A pesquisa mais recente da Gerp, divulgada com exclusividade pela Gazeta do Povo, oferece um panorama inicial e detalhado da corrida presidencial de 2026. Os dados, coletados entre 10 e 15 de junho com 2.500 eleitores em todas as regiões do país e com uma margem de erro de 2 pontos percentuais para mais ou para menos e nível de confiança de 95%, apontam para uma disputa complexa, com figuras já conhecidas mantendo suas bases eleitorais, enquanto novos nomes começam a ensaiar movimentos no tabuleiro político.
No cenário estimulado, que apresenta uma lista de pré-candidatos aos entrevistados, o atual chefe do Executivo aparece com 28% das intenções de voto, indicando a força da máquina e a base consolidada de apoio. Em segundo lugar, com 24%, figura o ex-governador de um importante estado do Sul, consolidando seu espaço no campo da oposição e capitalizando sobre a insatisfação de parte do eleitorado.

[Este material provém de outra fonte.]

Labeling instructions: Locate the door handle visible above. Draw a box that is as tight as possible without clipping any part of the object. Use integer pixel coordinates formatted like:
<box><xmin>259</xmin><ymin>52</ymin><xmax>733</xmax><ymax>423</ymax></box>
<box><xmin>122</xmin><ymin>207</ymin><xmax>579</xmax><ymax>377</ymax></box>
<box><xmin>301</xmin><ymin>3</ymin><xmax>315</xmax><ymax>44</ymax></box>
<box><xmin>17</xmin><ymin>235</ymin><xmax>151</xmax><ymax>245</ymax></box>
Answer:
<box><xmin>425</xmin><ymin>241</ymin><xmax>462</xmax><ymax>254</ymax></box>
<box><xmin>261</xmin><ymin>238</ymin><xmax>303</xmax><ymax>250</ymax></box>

A senadora com perfil moderado, por sua vez, atinge 16%, buscando atrair o eleitorado centrista e desencantado com a polarização.
A pesquisa também revelou uma significativa parcela de 20% de eleitores que se declaram indecisos ou que pretendem votar em branco/nulo. Este grupo, de acordo com analistas, será crucial para definir os rumos da eleição à medida que a campanha avança e as propostas dos candidatos se tornam mais claras. Entre os candidatos que correm por fora, o jovem prefeito de uma grande capital registrou 7% das intenções de voto, e o empresário com discurso liberal obteve 5%, mostrando um potencial de crescimento em nichos específicos, especialmente entre os eleitores mais jovens e com maior escolaridade.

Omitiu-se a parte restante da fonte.